Em maio de 1945 a II Guerra acabou. A população alemã que fora empurrada para Leste pelos russos ia, aos poucos, voltando para Berlim. Oma, sua mãe e os irmãos estavam nessa massa humana. Conseguiram voltar ao Brasil somente em 1948. Mais uma vez, a família teve que se separar. Eles não pagaram a viagem, mas o vô teria que pagar. A saída foi pedir auxílio a uma tia da colônia aqui no Brasil.

Aquela foi a última travessia daquele navio. Ele afundou na viagem seguinte. Antes de chegar ao Sul do país, foram três semanas na Ilha das Flores, Rio de Janeiro. O percurso até o destino final foi feito de trem. Mas as malas não foram junto. Perderam-nas, por má fé de outros imigrantes do mesmo grupo. A vó estava doente, os companheiros de viagem iriam despachar a bagagem para ela. Nunca as recebeu.
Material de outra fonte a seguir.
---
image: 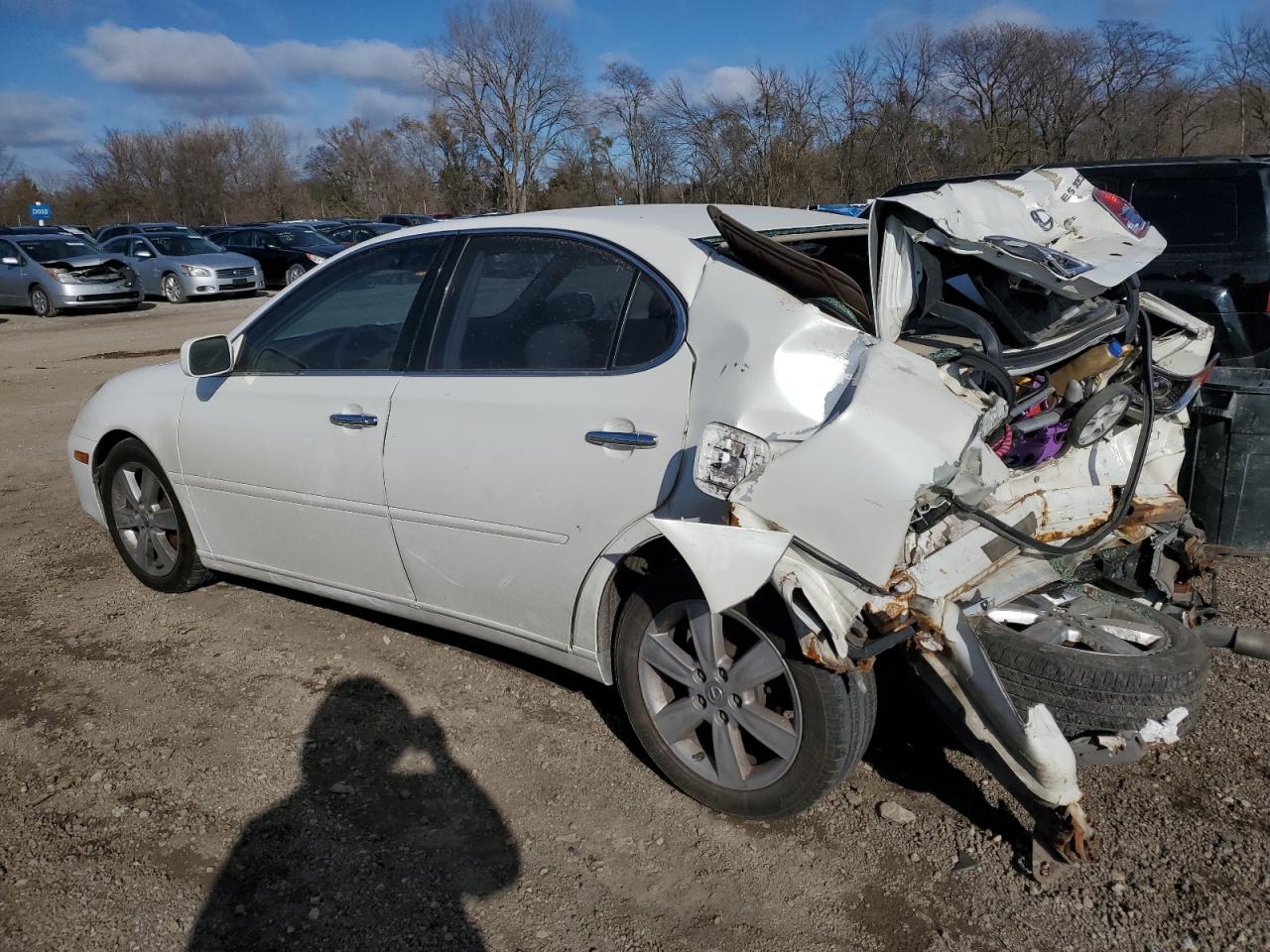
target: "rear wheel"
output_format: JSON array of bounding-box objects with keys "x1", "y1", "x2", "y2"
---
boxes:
[
  {"x1": 975, "y1": 589, "x2": 1207, "y2": 738},
  {"x1": 613, "y1": 570, "x2": 876, "y2": 819},
  {"x1": 28, "y1": 285, "x2": 58, "y2": 317},
  {"x1": 100, "y1": 439, "x2": 212, "y2": 591}
]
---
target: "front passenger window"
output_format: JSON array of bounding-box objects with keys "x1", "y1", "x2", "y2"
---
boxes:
[{"x1": 235, "y1": 236, "x2": 444, "y2": 373}]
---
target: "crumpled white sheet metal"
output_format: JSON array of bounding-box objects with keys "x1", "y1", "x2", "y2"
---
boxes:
[{"x1": 870, "y1": 169, "x2": 1166, "y2": 340}]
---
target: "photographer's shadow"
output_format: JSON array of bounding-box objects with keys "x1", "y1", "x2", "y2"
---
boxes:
[{"x1": 187, "y1": 678, "x2": 520, "y2": 952}]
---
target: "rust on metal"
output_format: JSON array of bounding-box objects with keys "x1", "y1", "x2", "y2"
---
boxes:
[{"x1": 1123, "y1": 494, "x2": 1187, "y2": 526}]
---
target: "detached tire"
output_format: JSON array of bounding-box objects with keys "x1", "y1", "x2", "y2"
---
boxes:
[
  {"x1": 976, "y1": 593, "x2": 1207, "y2": 738},
  {"x1": 99, "y1": 439, "x2": 214, "y2": 593},
  {"x1": 613, "y1": 567, "x2": 877, "y2": 820}
]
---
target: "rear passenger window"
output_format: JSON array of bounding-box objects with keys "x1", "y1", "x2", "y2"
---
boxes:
[
  {"x1": 613, "y1": 274, "x2": 677, "y2": 367},
  {"x1": 430, "y1": 235, "x2": 645, "y2": 371},
  {"x1": 1128, "y1": 178, "x2": 1238, "y2": 246}
]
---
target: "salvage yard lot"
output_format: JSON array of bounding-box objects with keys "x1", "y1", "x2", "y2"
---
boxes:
[{"x1": 0, "y1": 298, "x2": 1270, "y2": 951}]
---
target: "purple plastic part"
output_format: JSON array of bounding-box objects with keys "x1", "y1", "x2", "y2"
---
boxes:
[{"x1": 1004, "y1": 420, "x2": 1070, "y2": 468}]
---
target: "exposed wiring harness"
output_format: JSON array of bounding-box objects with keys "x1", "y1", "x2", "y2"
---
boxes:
[{"x1": 944, "y1": 276, "x2": 1156, "y2": 556}]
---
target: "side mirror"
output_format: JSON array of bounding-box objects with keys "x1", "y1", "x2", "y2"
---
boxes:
[{"x1": 181, "y1": 334, "x2": 234, "y2": 377}]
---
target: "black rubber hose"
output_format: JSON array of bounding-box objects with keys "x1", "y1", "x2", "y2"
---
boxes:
[
  {"x1": 1195, "y1": 622, "x2": 1270, "y2": 660},
  {"x1": 947, "y1": 276, "x2": 1156, "y2": 556}
]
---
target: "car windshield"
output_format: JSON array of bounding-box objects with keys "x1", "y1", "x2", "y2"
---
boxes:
[
  {"x1": 150, "y1": 235, "x2": 225, "y2": 258},
  {"x1": 269, "y1": 228, "x2": 339, "y2": 248},
  {"x1": 18, "y1": 237, "x2": 101, "y2": 262}
]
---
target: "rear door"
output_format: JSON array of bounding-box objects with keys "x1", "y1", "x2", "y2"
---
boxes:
[{"x1": 385, "y1": 232, "x2": 693, "y2": 649}]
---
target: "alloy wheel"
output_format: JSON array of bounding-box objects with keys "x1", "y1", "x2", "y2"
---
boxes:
[
  {"x1": 110, "y1": 462, "x2": 181, "y2": 577},
  {"x1": 639, "y1": 599, "x2": 803, "y2": 790}
]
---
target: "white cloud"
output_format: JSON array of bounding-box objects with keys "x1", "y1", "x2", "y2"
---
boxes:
[
  {"x1": 666, "y1": 60, "x2": 754, "y2": 101},
  {"x1": 348, "y1": 89, "x2": 430, "y2": 126},
  {"x1": 71, "y1": 23, "x2": 281, "y2": 115},
  {"x1": 261, "y1": 40, "x2": 422, "y2": 92},
  {"x1": 0, "y1": 89, "x2": 81, "y2": 149},
  {"x1": 865, "y1": 0, "x2": 1046, "y2": 37},
  {"x1": 71, "y1": 23, "x2": 422, "y2": 118},
  {"x1": 957, "y1": 4, "x2": 1049, "y2": 27},
  {"x1": 701, "y1": 66, "x2": 754, "y2": 100}
]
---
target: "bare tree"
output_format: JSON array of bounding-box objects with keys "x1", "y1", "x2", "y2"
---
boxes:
[
  {"x1": 419, "y1": 0, "x2": 581, "y2": 212},
  {"x1": 821, "y1": 45, "x2": 877, "y2": 199},
  {"x1": 598, "y1": 62, "x2": 661, "y2": 204}
]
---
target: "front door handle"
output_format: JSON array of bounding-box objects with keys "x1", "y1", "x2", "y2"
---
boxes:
[
  {"x1": 330, "y1": 414, "x2": 380, "y2": 430},
  {"x1": 586, "y1": 430, "x2": 657, "y2": 449}
]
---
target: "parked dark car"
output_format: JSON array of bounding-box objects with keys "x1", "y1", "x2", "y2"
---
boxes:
[
  {"x1": 380, "y1": 214, "x2": 437, "y2": 228},
  {"x1": 92, "y1": 221, "x2": 198, "y2": 245},
  {"x1": 0, "y1": 225, "x2": 76, "y2": 235},
  {"x1": 318, "y1": 221, "x2": 401, "y2": 248},
  {"x1": 207, "y1": 225, "x2": 344, "y2": 285}
]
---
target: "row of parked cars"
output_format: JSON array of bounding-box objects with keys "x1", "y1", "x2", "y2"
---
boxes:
[{"x1": 0, "y1": 214, "x2": 436, "y2": 317}]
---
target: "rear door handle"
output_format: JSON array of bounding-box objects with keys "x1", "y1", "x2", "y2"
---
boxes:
[
  {"x1": 330, "y1": 414, "x2": 380, "y2": 430},
  {"x1": 586, "y1": 430, "x2": 657, "y2": 449}
]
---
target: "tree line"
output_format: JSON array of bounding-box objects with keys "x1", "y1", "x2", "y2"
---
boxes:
[{"x1": 0, "y1": 0, "x2": 1270, "y2": 223}]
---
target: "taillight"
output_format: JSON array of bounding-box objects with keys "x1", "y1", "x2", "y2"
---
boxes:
[{"x1": 1093, "y1": 187, "x2": 1151, "y2": 237}]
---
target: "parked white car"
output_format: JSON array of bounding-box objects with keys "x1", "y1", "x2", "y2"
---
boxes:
[{"x1": 68, "y1": 182, "x2": 1211, "y2": 858}]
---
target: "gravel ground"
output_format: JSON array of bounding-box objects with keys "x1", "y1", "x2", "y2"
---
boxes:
[{"x1": 0, "y1": 294, "x2": 1270, "y2": 952}]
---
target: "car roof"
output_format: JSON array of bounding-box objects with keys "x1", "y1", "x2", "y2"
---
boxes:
[
  {"x1": 5, "y1": 231, "x2": 87, "y2": 241},
  {"x1": 381, "y1": 204, "x2": 869, "y2": 300}
]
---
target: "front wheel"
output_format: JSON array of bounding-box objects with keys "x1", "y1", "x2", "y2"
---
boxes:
[
  {"x1": 163, "y1": 273, "x2": 186, "y2": 304},
  {"x1": 29, "y1": 285, "x2": 58, "y2": 317},
  {"x1": 100, "y1": 439, "x2": 212, "y2": 591},
  {"x1": 613, "y1": 570, "x2": 877, "y2": 820}
]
Conseguido o dinheiro da passagem, o vô retornou. Viveu por alguns anos em terras brasileiras, até que o casal se separou. Mais uma vez, ele foi para sua terra. Faleceu lá. A Oma, junto com o restante da família, ficou por aqui. Anos depois, casou com seu Alcino, meu Nono. Tiveram seis filhos, dentre os quais está meu pai. Desde a guerra, muito tempo se passou, muita coisa aconteceu. As marcas daqueles quase dez anos em território nazista, contudo, não têm como ser apagadas. Estão profundas demais, na memória e no coração."